En outre, les CDC soulignent l’importance de mesures de prévention et de traitement supplémentaires contre la grippe – en particulier pour les personnes âgées de 65 ans et plus, les jeunes enfants et autres personnes à haut risque de complications.
Les auteurs du rapport concluent :
«Les médicaments antiviraux contre la grippe doivent être utilisés comme recommandé pour le traitement chez les patients, quel que soit leur statut vaccinal. Le traitement antiviral peut réduire la durée de la maladie et les complications associées à la grippe.
Un traitement antiviral doit être administré à tout patient hospitalisé suspecté ou confirmé d’avoir la grippe, en cas de maladie grave ou évolutive, ou présentant un risque élevé de complications, même si la maladie semble bénigne.
Ils ajoutent que le traitement antiviral doit être initié dans les 48 heures suivant l’apparition des symptômes, mais peut néanmoins être efficace chez certains patients même s’il est commencé après cette période.
Le besoin de vaccins antigrippaux plus efficaces
Les auteurs du rapport soulignent que si les vaccins antigrippaux actuels représentent la meilleure protection contre la grippe, il est crucial de développer des vaccins plus efficaces, un sujet qui pourrait bientôt faire l’objet d’une autre étude récente.
Des chercheurs de l’Université McMaster et de l’École de médecine Icahn du Mount Sinai à New York ont révélé avoir découvert une nouvelle classe d’anticorps qui pourrait mener à la création d’un vaccin universel contre la grippe dans les cinq prochaines années.
«Contrairement aux vaccins saisonniers, qui doivent être administrés chaque année, ce type de vaccin ne nécessiterait qu’une seule administration et aurait la capacité de protéger contre toutes les souches de la grippe, même lorsque le virus mute», explique Matthew Miller, de l’Université McMaster. «Cela permettrait de prévenir l’apparition de pandémies de grippe et de traiter les problèmes d’efficacité des vaccins face aux discordances, comme cela a été le cas cette année.
Bien que des vaccins antigrippaux efficaces soient essentiels pour se protéger contre le virus, il ne faut pas sous-estimer l’importance d’une bonne hygiène personnelle et d’autres pratiques préventives.
Les CDC recommandent d’éviter le contact étroit avec les personnes malades, de rester à la maison lorsqu’on est malade, de se couvrir la bouche et le nez quand on tousse ou éternue, de se laver les mains fréquemment et d’éviter de se toucher les yeux, le nez et la bouche.
Nouvelles recherches et perspectives
Des études récentes mettent en lumière l’importance d’une vaccination précoce, notamment chez les populations vulnérables.

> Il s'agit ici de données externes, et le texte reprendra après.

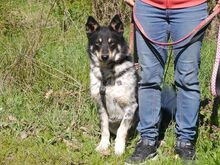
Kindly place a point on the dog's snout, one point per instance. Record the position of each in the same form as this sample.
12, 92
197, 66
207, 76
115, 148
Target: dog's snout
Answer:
105, 57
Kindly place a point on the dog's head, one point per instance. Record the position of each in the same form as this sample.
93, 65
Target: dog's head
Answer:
106, 43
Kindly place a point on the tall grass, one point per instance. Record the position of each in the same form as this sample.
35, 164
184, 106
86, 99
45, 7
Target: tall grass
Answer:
46, 114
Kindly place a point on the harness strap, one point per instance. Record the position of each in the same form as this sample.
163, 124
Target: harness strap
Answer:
215, 80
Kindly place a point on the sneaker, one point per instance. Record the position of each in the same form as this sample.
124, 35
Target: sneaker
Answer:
144, 150
186, 150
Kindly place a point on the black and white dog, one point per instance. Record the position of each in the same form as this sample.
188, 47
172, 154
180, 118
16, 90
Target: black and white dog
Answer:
113, 81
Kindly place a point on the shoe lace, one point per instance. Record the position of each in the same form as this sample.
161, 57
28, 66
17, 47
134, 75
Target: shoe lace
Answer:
140, 148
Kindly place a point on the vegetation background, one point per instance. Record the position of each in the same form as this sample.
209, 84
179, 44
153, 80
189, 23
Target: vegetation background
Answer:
46, 113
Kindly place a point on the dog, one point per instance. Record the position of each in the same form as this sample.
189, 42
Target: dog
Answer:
113, 81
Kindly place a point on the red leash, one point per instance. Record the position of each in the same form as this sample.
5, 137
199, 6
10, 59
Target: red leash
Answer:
215, 85
192, 33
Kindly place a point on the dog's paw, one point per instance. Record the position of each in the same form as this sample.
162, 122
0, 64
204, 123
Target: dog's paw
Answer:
119, 147
103, 147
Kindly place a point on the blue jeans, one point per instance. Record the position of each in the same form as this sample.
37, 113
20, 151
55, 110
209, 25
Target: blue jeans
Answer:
160, 24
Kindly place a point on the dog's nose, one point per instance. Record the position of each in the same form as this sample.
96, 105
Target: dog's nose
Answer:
105, 57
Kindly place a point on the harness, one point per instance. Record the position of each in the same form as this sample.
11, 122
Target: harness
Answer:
110, 81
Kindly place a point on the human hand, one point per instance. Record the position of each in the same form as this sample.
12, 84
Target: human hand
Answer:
130, 2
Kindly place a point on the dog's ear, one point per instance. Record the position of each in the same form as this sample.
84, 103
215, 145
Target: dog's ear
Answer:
116, 24
91, 25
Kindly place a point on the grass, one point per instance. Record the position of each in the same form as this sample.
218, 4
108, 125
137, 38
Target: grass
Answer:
46, 113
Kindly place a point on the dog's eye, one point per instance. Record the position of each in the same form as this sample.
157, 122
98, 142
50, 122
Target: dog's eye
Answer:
112, 44
98, 43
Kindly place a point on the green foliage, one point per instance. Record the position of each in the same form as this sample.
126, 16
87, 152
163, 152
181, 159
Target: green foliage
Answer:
46, 113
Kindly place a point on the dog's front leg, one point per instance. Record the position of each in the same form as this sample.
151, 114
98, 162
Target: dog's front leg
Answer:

En 2024, des données montrent que l’administration du vaccin dans les premières semaines de la saison grippale peut considérablement augmenter son efficacité. Une enquête menée par les CDC a révélé que la vaccination avant la mi-octobre offrait une protection accrue, avec une efficacité atteignant jusqu’à 40 % dans certains groupes.

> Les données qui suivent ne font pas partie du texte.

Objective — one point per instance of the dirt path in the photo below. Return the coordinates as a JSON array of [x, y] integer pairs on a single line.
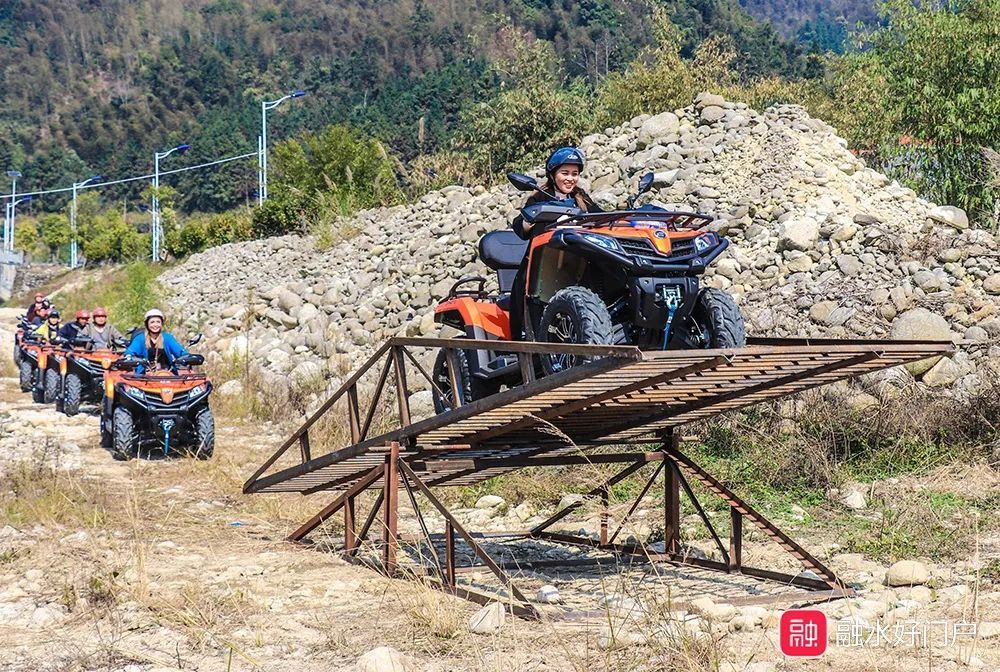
[[162, 564]]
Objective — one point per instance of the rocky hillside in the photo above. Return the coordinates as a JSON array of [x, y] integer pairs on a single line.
[[822, 246]]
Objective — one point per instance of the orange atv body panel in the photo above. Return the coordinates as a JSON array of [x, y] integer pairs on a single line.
[[485, 315], [661, 239]]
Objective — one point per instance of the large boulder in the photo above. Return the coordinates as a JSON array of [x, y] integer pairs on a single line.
[[920, 324], [798, 234], [660, 127], [949, 215]]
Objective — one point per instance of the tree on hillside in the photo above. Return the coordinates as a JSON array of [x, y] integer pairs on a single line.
[[929, 101]]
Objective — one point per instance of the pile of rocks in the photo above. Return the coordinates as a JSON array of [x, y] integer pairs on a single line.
[[822, 246]]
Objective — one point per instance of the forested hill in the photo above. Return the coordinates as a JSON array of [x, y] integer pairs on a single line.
[[823, 23], [97, 86]]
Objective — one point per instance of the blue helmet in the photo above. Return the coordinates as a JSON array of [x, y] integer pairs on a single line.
[[563, 156]]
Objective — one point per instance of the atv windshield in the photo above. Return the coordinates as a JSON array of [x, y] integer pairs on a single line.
[[642, 219]]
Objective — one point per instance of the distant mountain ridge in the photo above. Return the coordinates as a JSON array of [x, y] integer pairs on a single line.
[[809, 20]]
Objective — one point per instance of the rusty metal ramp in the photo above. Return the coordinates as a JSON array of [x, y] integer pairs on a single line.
[[620, 400], [626, 397]]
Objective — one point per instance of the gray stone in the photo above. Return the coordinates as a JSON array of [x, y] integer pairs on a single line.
[[917, 325], [386, 659], [658, 127], [907, 573], [489, 619], [489, 502], [798, 234], [950, 216]]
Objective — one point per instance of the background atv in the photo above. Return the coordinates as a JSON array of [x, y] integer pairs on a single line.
[[83, 374], [627, 277], [160, 408]]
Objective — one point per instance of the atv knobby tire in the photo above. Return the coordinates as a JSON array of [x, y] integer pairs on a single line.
[[719, 319], [470, 388], [51, 386], [72, 394], [124, 435], [574, 315], [27, 370], [204, 429]]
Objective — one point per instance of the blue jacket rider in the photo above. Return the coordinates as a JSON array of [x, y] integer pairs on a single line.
[[155, 345]]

De plus, des recherches émergentes suggèrent que l’utilisation combinée de traitements antiviraux et de vaccination pourrait offrir une meilleure protection. Une étude récente a montré que les patients vaccinés qui reçoivent un antiviral dans les 48 heures suivant l’apparition des symptômes présentent une réduction significative des hospitalisations et des complications.
En somme, bien que le vaccin contre la grippe de cette saison ait une efficacité limitée, il reste un outil crucial dans la lutte contre la grippe, surtout lorsque des stratégies de prévention et de traitement complémentaires sont mises en œuvre.